Harvest across the Prairies was stalled in September after wet, cool weather rolled in, even bringing snow to some parts. Provincial crop reports showed little to no harvest progress for weeks on end. However, conditions improved during mid-October and farmers were able to get back into the fields.

For most of the year organic and conventional crop markets operate in their own spaces, with different factors influencing them. However, during harvest that usually changes and this year it was compounded due to the unseasonable weather. Farmers further south were able to get most of their crops off before the weather shifted, but their northern counterparts found themselves waiting to harvest the majority of their crops.
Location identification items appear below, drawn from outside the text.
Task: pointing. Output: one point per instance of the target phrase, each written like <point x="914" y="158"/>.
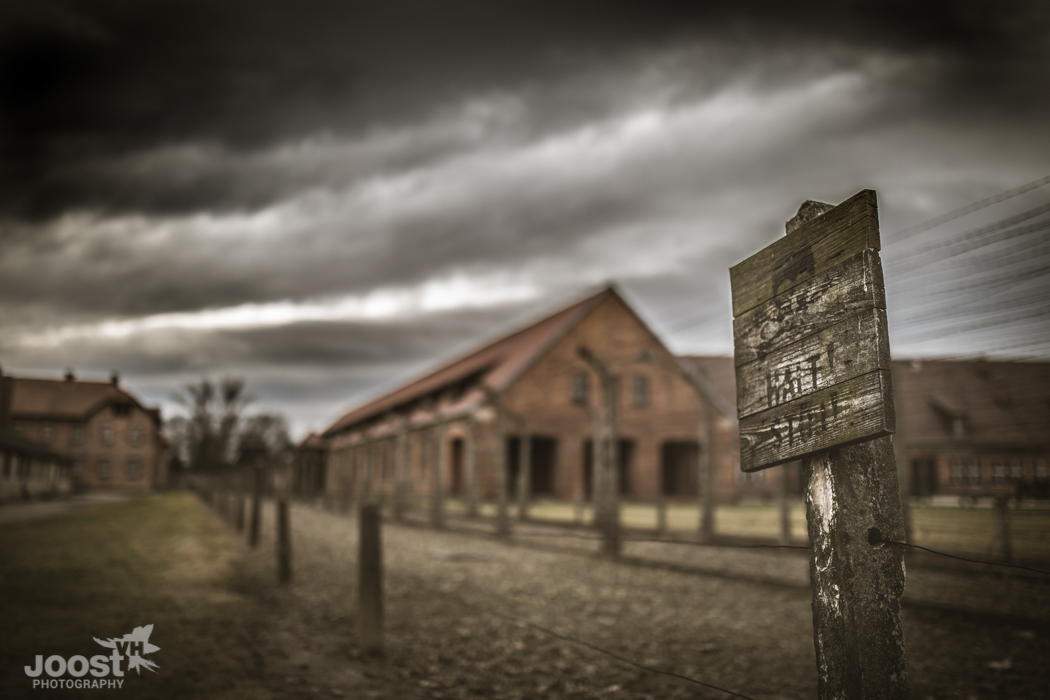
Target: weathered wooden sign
<point x="812" y="352"/>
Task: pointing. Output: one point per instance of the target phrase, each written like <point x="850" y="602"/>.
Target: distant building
<point x="969" y="428"/>
<point x="537" y="376"/>
<point x="109" y="438"/>
<point x="966" y="428"/>
<point x="30" y="470"/>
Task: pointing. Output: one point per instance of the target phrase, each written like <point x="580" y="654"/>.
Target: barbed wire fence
<point x="971" y="263"/>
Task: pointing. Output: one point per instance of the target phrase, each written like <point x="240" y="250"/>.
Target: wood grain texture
<point x="848" y="412"/>
<point x="849" y="348"/>
<point x="853" y="287"/>
<point x="814" y="248"/>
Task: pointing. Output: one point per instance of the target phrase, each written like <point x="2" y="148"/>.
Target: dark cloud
<point x="85" y="86"/>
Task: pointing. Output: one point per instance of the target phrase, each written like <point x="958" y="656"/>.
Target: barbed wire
<point x="961" y="558"/>
<point x="622" y="659"/>
<point x="968" y="209"/>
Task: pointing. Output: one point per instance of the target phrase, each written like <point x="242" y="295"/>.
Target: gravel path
<point x="470" y="616"/>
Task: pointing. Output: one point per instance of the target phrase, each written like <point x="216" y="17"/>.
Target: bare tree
<point x="210" y="437"/>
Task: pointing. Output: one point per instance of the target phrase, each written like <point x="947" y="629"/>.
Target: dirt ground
<point x="470" y="616"/>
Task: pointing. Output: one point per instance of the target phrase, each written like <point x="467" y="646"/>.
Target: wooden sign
<point x="812" y="351"/>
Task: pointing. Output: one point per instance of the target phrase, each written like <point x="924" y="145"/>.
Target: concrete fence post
<point x="400" y="473"/>
<point x="813" y="374"/>
<point x="1002" y="528"/>
<point x="253" y="528"/>
<point x="438" y="454"/>
<point x="502" y="517"/>
<point x="608" y="495"/>
<point x="471" y="469"/>
<point x="370" y="615"/>
<point x="784" y="506"/>
<point x="524" y="469"/>
<point x="284" y="542"/>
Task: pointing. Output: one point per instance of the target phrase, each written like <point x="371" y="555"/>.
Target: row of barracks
<point x="529" y="399"/>
<point x="966" y="429"/>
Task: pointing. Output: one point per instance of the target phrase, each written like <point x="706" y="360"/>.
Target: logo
<point x="130" y="648"/>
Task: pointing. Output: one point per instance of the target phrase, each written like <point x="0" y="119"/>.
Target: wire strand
<point x="613" y="655"/>
<point x="969" y="209"/>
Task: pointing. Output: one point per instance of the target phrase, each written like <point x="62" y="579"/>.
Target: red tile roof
<point x="496" y="366"/>
<point x="59" y="399"/>
<point x="1003" y="404"/>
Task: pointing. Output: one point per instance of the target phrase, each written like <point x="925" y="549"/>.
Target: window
<point x="973" y="471"/>
<point x="1014" y="470"/>
<point x="999" y="471"/>
<point x="639" y="391"/>
<point x="580" y="387"/>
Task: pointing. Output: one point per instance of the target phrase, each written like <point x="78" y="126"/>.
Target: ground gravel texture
<point x="473" y="616"/>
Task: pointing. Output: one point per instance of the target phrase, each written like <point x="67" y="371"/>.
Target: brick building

Around Yorkton, Shiels said the organic harvest was basically a “mirror image” this year of the conventional harvest. Organic farmers found their harvest progress stalled just like conventional farmers with roughly the same amount of crop left in the fields.

The crops left out though varied. While most conventional farmers left canola crops in the fields and rushed to get cereals harvested before the cool and wet weather, organic farmers left crops like flax out and harvested most cereals before.

Down around Mossbank in the southeast corner of Saskatchewan, organic and conventional producers were able to get most of their crops off before the weather changed.

“There is some people just finishing up but mainly we’re 90 per cent done in our area here. But (we’re) starting to find from further north we’re getting some samples coming in that are being feed (quality),” said Jason Breault with RW Organics in Mossbank.

The wet and cool weather has led to downgraded quality for some organic crops. Like their conventional counterparts some of the organic wheat is being downgraded to feed quality. Breault expects organic feed wheat prices could come down quite a bit in the upcoming weeks as more downgraded wheat comes to market.

However, the weather hasn’t had much of an effect on organic crop prices yet, as it has with conventional prices. According to Shiels, organic buyers will still need a few more weeks to evaluate the quality of the crop before the market moves.

“(The weather) brought us back to market maybe a little sooner than we were going to be but it didn’t really bring the prices up,” he said. Grain Millers had been booked up for months with pre-sold contracts, but the wet and cool and weather forced them to buy sooner than expected.

Heading into the future, Shiels thinks flax prices could strengthen in the spring as the crop quality for later maturing flax crops won’t be as good. The wheat market could also see a bump he thinks as the milling market prefers high quality protein which the downgraded wheat won’t have.

“It’s all about the timing and the harvest. And I think it’ll shake out over the next month to six weeks and then you’ll see some different patterns emerge likely from there,” he said.